Member of the Parliament of Georgia
- Incumbent
- Assumed office 25 November 2024

Personal details
- Born: 19 October 1987 (age 38)
- Party: Georgian Dream-Democratic Georgia
- Alma mater: Tbilisi State University

= Levan Makhashvili =

Georgian academic and politician

Levan Makhashvili (ლევან მახაშვილი; born 19 October 1987) is a Georgian academic and politician, currently serving as a Member of the Parliament of Georgia. He is a member of the political party Georgian Dream-Democratic Georgia and sits with the Georgian Dream faction.
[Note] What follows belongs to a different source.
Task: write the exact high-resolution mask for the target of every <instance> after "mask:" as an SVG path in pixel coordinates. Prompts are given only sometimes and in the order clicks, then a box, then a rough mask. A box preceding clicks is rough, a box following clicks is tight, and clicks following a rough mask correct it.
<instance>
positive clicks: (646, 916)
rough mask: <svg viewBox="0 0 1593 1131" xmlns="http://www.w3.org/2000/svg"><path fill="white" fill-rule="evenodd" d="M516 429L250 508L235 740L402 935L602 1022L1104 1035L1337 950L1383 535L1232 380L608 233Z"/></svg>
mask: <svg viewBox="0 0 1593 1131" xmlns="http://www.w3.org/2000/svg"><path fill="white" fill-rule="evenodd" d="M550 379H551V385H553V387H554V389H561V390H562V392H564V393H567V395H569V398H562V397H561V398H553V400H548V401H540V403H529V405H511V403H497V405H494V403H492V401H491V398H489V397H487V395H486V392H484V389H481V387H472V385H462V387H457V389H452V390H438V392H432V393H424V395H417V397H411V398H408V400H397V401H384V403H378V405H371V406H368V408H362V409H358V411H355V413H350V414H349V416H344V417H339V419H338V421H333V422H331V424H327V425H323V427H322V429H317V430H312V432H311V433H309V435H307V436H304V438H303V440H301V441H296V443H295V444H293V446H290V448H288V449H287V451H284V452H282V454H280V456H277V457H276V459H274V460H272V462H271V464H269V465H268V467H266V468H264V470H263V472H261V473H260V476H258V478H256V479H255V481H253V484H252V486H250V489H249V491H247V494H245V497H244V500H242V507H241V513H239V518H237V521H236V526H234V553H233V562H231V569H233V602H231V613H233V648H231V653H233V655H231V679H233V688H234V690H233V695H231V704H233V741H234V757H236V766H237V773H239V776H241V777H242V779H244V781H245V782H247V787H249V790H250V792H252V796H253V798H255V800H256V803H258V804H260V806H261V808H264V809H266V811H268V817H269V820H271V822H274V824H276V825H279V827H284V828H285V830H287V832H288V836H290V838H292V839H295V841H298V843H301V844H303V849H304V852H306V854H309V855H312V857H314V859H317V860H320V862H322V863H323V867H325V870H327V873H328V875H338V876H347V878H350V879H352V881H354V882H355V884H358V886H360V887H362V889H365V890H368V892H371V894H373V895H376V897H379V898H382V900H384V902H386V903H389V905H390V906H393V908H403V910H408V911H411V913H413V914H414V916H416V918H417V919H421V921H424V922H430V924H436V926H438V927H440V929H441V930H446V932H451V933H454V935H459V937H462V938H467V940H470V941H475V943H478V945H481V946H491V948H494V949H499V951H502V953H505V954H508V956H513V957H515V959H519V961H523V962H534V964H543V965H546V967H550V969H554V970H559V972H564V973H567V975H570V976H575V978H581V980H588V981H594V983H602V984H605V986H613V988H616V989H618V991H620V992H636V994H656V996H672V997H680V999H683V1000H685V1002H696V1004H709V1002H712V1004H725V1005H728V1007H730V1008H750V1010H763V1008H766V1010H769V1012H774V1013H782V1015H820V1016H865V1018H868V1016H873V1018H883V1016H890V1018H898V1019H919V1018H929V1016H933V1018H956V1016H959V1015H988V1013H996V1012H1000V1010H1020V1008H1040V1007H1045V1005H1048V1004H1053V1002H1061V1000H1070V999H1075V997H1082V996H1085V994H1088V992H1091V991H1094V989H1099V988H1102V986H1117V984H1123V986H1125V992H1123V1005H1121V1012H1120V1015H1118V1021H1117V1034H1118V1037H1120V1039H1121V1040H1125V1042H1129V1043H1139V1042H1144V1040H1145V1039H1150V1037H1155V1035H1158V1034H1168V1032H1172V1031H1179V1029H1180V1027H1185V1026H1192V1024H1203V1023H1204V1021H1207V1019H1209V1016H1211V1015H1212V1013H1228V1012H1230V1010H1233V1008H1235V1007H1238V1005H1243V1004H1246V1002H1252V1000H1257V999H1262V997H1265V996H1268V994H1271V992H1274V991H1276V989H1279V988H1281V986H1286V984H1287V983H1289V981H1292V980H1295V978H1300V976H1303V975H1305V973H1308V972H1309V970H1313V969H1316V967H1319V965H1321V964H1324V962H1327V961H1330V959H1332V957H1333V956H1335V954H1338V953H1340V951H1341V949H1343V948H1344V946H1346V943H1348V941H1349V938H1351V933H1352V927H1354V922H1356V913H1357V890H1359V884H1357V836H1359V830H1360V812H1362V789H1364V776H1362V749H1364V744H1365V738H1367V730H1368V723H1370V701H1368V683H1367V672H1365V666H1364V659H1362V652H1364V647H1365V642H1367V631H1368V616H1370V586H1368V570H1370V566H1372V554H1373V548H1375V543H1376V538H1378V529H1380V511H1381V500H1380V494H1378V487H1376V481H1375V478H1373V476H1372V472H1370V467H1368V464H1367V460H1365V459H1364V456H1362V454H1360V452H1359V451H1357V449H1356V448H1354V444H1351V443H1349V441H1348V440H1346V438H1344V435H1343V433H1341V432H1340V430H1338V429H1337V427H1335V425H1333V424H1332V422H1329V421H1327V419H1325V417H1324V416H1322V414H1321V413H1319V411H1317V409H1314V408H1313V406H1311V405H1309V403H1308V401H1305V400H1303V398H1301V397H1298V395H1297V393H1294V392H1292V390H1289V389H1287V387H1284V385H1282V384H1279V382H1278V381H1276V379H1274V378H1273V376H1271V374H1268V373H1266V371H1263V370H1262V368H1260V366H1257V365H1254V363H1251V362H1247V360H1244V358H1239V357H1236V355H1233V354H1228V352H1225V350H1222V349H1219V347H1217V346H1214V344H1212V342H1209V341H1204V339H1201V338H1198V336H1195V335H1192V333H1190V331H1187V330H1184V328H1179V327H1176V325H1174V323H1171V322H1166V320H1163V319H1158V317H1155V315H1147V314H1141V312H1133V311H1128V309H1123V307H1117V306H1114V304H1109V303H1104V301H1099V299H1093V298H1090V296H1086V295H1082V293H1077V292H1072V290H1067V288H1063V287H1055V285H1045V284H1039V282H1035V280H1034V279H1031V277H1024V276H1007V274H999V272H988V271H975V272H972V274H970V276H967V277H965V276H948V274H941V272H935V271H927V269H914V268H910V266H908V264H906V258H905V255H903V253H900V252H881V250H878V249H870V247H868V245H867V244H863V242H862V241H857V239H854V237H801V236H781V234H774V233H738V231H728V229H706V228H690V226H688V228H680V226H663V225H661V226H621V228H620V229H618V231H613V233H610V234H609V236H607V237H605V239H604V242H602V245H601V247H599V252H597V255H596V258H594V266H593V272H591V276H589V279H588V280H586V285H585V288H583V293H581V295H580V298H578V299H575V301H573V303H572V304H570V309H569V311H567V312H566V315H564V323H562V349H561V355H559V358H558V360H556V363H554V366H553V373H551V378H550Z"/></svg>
== Early life and education ==
Levan Makhashvili graduated from Ivane Javakhishvili Tbilisi State University in 2009 with a degree in International Relations. He continued his studies abroad, earning a degree in European Studies from Maastricht University in the Netherlands in 2011. He later graduated from Tbilisi Open University in 2013. In 2019, he received a Doctor of European Studies degree from Tbilisi State University.

== Career ==

=== Academic career ===
From 2011 to 2018, he was an invited lecturer at the Institute of European Studies of Tbilisi State University. He has also served as an invited lecturer at the Black Sea University (2016–2020). Since 2020, he has held the position of Associate Professor at European University. Concurrently, at East European University, he serves as the co-head of the international relations undergraduate program and as an associate professor (2020–present). In 2024, he became a guest lecturer at the Institute of European Studies of Tbilisi State University.

=== Political career ===
Between 2011 and 2014 served as an Adviser and Senior Witness and Victim Coordinator in the Analytical Unit of the General Prosecutor's Office under the Ministry of Justice of Georgia. Later, he joined the Ministry of Foreign Affairs, where from 2014 to 2017 he held the position of Counselor and Desk Officer for the U.S. & Canada within the U.S.-Canada Division.

In 2024, Levan Makhashvili was elected to the Parliament of Georgia. He represents the ruling Georgian Dream-Democratic Georgia party and is a member of the parliamentary faction Georgian Dream. Since 2024, he has served as the chairperson of the Committee on European Integration. He is currently a member of the Foreign Relations Committee in the Parliament of Georgia.